Nel mondo in cui ancora tutto è possibile, il mondo degli annunci che non sono stati messi alla prova della realtà, i leghisti continuano a chiamarla flat tax. Ufficialmente i compagni di governo del M5S non si avventano sui microfoni, come facevano prima del voto europeo, per stanare Matteo Salvini e dire che del suo grande piano fiscale si intravedono solo le parole e non i soldi. Ma chiacchierando con le fonti più accreditate sulla materia, si intuisce immediatamente che i grillini gongolano al pensiero che alla fine si potrebbe convergere su una proposta fiscale sponsorizzata dal ministro dell’Economia Giovanni Tria e modellata su quella del Movimento. Un piano che prevede una revisione delle aliquote Irpef, che scenderebbero a tre, più il taglio del cuneo fiscale. La formula che al momento è allo studio dei tecnici del M5S è questa: sulla percentuale ridotta dell’Irpef un punto sarà dedicato alla diminuzione del cuneo fiscale. Obiettivo da realizzare «entro la fine dell’anno», ha garantito Luigi Di Maio, assieme alla sterilizzazione dell’aumento dell’Iva, per la quale servono 24 miliardi. Di Maio non cita la flat tax.
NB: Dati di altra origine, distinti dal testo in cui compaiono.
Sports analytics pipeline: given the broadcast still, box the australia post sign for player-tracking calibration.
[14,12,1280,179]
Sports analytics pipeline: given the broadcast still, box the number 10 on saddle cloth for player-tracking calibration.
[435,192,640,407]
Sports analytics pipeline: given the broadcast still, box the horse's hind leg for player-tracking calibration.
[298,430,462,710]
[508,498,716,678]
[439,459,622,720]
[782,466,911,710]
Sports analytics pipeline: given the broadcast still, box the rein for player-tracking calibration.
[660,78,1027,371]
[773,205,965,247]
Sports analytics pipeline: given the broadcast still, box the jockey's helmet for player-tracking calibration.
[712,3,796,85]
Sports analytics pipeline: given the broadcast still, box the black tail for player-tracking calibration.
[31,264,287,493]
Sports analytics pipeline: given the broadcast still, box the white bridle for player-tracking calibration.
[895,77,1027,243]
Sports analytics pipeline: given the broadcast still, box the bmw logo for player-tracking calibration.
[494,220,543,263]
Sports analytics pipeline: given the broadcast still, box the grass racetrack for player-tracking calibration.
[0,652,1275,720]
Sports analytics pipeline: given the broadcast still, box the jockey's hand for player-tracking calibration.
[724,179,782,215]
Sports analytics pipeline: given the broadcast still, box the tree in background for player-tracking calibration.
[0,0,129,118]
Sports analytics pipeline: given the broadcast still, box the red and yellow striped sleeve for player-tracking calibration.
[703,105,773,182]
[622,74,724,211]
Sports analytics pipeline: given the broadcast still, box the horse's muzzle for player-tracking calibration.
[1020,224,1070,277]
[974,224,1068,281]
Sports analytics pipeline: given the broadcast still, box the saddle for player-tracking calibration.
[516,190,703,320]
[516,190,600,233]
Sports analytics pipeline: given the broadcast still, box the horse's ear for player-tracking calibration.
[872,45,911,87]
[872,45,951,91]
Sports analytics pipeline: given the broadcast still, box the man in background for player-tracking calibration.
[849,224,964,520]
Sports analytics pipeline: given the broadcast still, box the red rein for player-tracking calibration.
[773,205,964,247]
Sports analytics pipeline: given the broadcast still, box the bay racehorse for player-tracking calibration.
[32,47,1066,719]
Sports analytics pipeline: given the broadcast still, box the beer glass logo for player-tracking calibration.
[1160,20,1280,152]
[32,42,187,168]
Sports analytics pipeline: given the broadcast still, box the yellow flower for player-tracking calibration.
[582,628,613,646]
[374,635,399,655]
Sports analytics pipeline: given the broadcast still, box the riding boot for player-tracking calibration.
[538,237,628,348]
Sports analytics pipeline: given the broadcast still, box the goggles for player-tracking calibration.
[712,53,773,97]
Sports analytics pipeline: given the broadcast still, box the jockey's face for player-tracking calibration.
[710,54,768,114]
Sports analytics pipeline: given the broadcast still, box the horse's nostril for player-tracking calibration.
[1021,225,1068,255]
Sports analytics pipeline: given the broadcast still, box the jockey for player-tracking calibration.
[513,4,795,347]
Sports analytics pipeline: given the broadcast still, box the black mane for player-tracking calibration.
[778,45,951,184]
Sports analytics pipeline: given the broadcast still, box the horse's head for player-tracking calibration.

Semplicemente il capo politico del M5S la snobba. L’ordine della scuderia grillina è di fare altrettanto, nella convinzione che sia rischioso mettersi di traverso a una riforma poderosa sul fisco, anche se è solo dichiarata e ancora non sostanziata dai numeri. Inoltre, c’è la sensazione che pure Salvini stia sgonfiando la sua promessa. La flat tax, secondo le cifre fornite dal vicepremier leghista, costerebbe 15 miliardi. Accorpamento degli scaglioni, riordino delle detrazioni e taglio del cuneo, secondo i 5 Stelle, sarebbero molto più abbordabili, considerati gli impegni già gravosi per la manovra. Ieri anche il premier Giuseppe Conte ha benedetto la nuova sfida del M5S rilanciando «una riforma organica del sistema fiscale e una congrua riduzione del cuneo fiscale».
Ma è da altro che i grillini deducono di poter guadagnare spazi nelle trattative che delineeranno il perimetro del nuovo fisco. Quando il viceministro della Lega Massimo Bitonci accusa i 5 Stelle di aver «copiato la proposta di Tria» che «era sul tavolo già lo scorso anno», secondo gli uomini di Di Maio si sta tradendo. Perché, rifiutandosi di riconoscerne la paternità al Movimento, ammette che resta quello l’approdo più a portata. Nella riforma Irpef targata 5 Stelle gli scaglioni previsti sono tre più una “no tax area” che sale fino a 10 mila euro (oggi è 8 mila). L’aliquota più alta scende da 43% a 42 %, quella al 41% arriva al 37% e quelle fino al 27% vengono riunite tutte al 23%. Costo calcolato: 3,5 miliardi; fino a mille euro l’anno i risparmi per la classe media.
Vero è che Tria aveva proposto in fase di manovra, a fine 2018, una rimodulazione molto simile degli scaglioni. Risorse necessarie: dai 3 ai 4 miliardi. La Lega però preferì usarli per Quota 100, alzando i costi destinati alle pensioni e scatenando la contrarietà della Commissione Ue a Bruxelles. Riproposto ora, quello schema, sostenuto dal ministro del Tesoro e dai 5 Stelle, potrebbe portare a un superamento delle ambizioni di flat tax. Sempre secondo Bitonci la Lega punta a ridurre al 15% le tasse sui redditi medi, «una fascia che oggi paga un’Irpef media del 25%».
Detto così, sarebbe un taglio netto del 10%. I soldi in tasca agli italiani del ceto medio sarebbero molti di più. Ci sono le risorse per farlo? Secondo il Carroccio sì, secondo il M5S no. A meno che non ci sia il trucco e la Lega si riferisca all’Irpef cosiddetto percepito. Con il gioco delle detrazioni, infatti, il valore percepito dell’imposta può variare. Tra i 15-35 mila euro è il 16-17%, come tre giorni fa ha detto lo stesso Bitonci. Per arrivare al 15% basterebbe tagliare un punto o poco più. Fosse così, non sarebbe nulla di colossale. Ecco perché, maliziosamente, la viceministra del M5S Laura Castelli ha detto di «essere stupita dal collega che parla di pressione fiscale percepita e non dello scaglione reale».